On July 27, North and South Korea issued statements announcing that their leaders had decided, through exchanges of letters, to immediately reopen all channels of communication that have been severed over the past 13 months.
The Korean nuclear issue is also an important field for cooperation between China and the United States. A day earlier, U.S. Deputy Secretary of State Wendy Sherman visited Tianjin for high-level, face-to-face talks with China.
These developments give rise to expectations for diplomatic breakthroughs on nuclear proliferation. If the diplomatic whirlwinds on the issue in 2018 and 2019 were intended mainly to reach consensus in principle (such as the Singapore Joint Statement), any new breakthrough should be more specific. A key to the issue will be the resumption of the inspection and verification regime. Past failures should have taught us a lesson: New thinking is needed.
First, perception of the North Korean regime should change from the previous “presumption of guilt” to “positive burden of proof.” The previous inspection regime was based on the presumption that the country was bound to cheat; therefore, the scope and depth of inspection and verification should be continuously expanded and no stone should be left unturned. Under such a mindset, great attention was paid to trying to find evidence to expose the presumed cheater, but any evidence showing innocence was ignored.
Under domestic laws, the presumption of innocence is applied to all criminal suspects, but for the inspection and verification regime in international relations, presumption of guilt has been applied to serve the purpose of adequate warning. This mentality — being focused warning — usually only intensified the hostility of the country being inspected toward the verification regime. It drove the parties away from the goals of inspection and verification. On this path, inspection and verification did not improved security but reduced it.
With new thinking, the inspection regime should shift from focusing on what North Korea is doing and allow it the latitude to prove what it is not doing.
Second, inspections must be changed from the previous goal of “deterrence and punishment” to “mutual supervision and reciprocity.” The goal of discovering cheating aims at punishing the cheater. When inspections become a one-way process, warnings about cheating become overblown and linger through the process, leading to an escalation of tensions and elevating mutual distrust.
In fact, inspections should have been a two-way, interactive process. If the country being inspected can produce solid evidence to prove that it did not misbehave, economic sanctions imposed by the international community, or by any individual country, should then be reduced or lifted. If the country being inspected is not rewarded, through incremental incentives, after it has done a lot to meet the requirements, then the fairness and credibility of the inspection and verification regime is undermined. Therefore, a relationship of mutual supervision and reciprocity among the parties should be established.

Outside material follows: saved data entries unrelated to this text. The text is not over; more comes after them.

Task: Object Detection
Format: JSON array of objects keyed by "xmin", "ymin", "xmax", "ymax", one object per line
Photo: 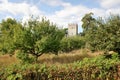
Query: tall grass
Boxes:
[
  {"xmin": 0, "ymin": 53, "xmax": 120, "ymax": 80},
  {"xmin": 0, "ymin": 55, "xmax": 18, "ymax": 68},
  {"xmin": 38, "ymin": 49, "xmax": 103, "ymax": 64},
  {"xmin": 0, "ymin": 49, "xmax": 103, "ymax": 67}
]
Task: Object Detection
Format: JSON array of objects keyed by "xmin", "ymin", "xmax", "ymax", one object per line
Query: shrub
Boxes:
[
  {"xmin": 0, "ymin": 55, "xmax": 120, "ymax": 80},
  {"xmin": 60, "ymin": 36, "xmax": 85, "ymax": 52}
]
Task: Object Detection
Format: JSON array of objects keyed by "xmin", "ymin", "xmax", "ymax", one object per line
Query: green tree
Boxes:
[
  {"xmin": 81, "ymin": 13, "xmax": 97, "ymax": 50},
  {"xmin": 0, "ymin": 17, "xmax": 65, "ymax": 62},
  {"xmin": 81, "ymin": 13, "xmax": 120, "ymax": 53},
  {"xmin": 60, "ymin": 36, "xmax": 85, "ymax": 52},
  {"xmin": 0, "ymin": 18, "xmax": 23, "ymax": 55},
  {"xmin": 103, "ymin": 15, "xmax": 120, "ymax": 53},
  {"xmin": 81, "ymin": 12, "xmax": 96, "ymax": 33}
]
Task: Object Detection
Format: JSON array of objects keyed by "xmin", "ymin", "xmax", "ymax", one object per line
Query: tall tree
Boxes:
[
  {"xmin": 0, "ymin": 18, "xmax": 65, "ymax": 62},
  {"xmin": 81, "ymin": 12, "xmax": 96, "ymax": 33},
  {"xmin": 81, "ymin": 13, "xmax": 120, "ymax": 53},
  {"xmin": 81, "ymin": 13, "xmax": 97, "ymax": 50},
  {"xmin": 0, "ymin": 18, "xmax": 23, "ymax": 55}
]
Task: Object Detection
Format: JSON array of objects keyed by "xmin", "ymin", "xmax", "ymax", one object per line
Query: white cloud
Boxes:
[
  {"xmin": 0, "ymin": 0, "xmax": 42, "ymax": 16},
  {"xmin": 55, "ymin": 5, "xmax": 89, "ymax": 18},
  {"xmin": 99, "ymin": 0, "xmax": 120, "ymax": 9},
  {"xmin": 91, "ymin": 8, "xmax": 105, "ymax": 17},
  {"xmin": 0, "ymin": 0, "xmax": 7, "ymax": 3},
  {"xmin": 46, "ymin": 5, "xmax": 105, "ymax": 28},
  {"xmin": 5, "ymin": 15, "xmax": 13, "ymax": 20},
  {"xmin": 46, "ymin": 2, "xmax": 120, "ymax": 30},
  {"xmin": 0, "ymin": 0, "xmax": 120, "ymax": 32},
  {"xmin": 40, "ymin": 0, "xmax": 62, "ymax": 6},
  {"xmin": 0, "ymin": 0, "xmax": 44, "ymax": 24},
  {"xmin": 106, "ymin": 8, "xmax": 120, "ymax": 15},
  {"xmin": 40, "ymin": 0, "xmax": 71, "ymax": 7}
]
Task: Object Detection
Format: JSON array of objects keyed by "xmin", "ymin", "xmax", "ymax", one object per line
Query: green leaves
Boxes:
[
  {"xmin": 0, "ymin": 18, "xmax": 19, "ymax": 54},
  {"xmin": 82, "ymin": 13, "xmax": 120, "ymax": 53},
  {"xmin": 0, "ymin": 17, "xmax": 65, "ymax": 62},
  {"xmin": 81, "ymin": 12, "xmax": 96, "ymax": 32},
  {"xmin": 60, "ymin": 36, "xmax": 85, "ymax": 52},
  {"xmin": 0, "ymin": 55, "xmax": 120, "ymax": 80}
]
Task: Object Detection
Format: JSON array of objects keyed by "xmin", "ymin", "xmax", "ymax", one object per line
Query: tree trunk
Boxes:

Third, the inspection regime must be changed from the previous “technical model” to “a model of politics and diplomacy.” The core function of the previous program for the Korean nuclear issue was very technical — that is, a gathering of evidence to deter and punish presumed cheaters. In fact, it was highly uncertain how much evidence on-site inspections could gather, and some countries with advanced technologies could get more information without any on-site inspections. To prevent revealing their information-gathering capabilities, however, inspecting countries usually demand inspections of extensive scope, and this, in a case where trust is lacking, could make the country being inspected wary, believing it will be the “loser” in the process.
Instead, inspection and verification procedures should be decided through formal and informal consultations, and negotiations, which could serve as platforms for all parties to communicate and build trust. Trust is the foundation for further inspection and verification, as well as follow-up consultations. Only in this way can inspections be considered by all parties as a win-win or win-for-all mechanism. In this sense, inspection and verification will be a process of politics and diplomacy rather than a technical task.
Fourth, the inspection regime should be shifted from a process of “being flawless” to “being gradual.” If from the beginning it is required to be perfect and flawless, it will usually lead to disappointment. Perfection is virtually impossible, and assuming an imperfect inspection regime would provide room for all parties to work together to build trust.
A relatively flawless regime has to be formed in the course of interaction and communication, and should not be one designed unilaterally by one party and imposed on the other. If this were the case, it would surely not last long even if the inspection regime was agreed upon by the parties at the beginning.
If new breakthroughs are expected on the Korean nuclear issue, the resumption of an inspection and verification regime would be essential. But what it looks like requires new thinking.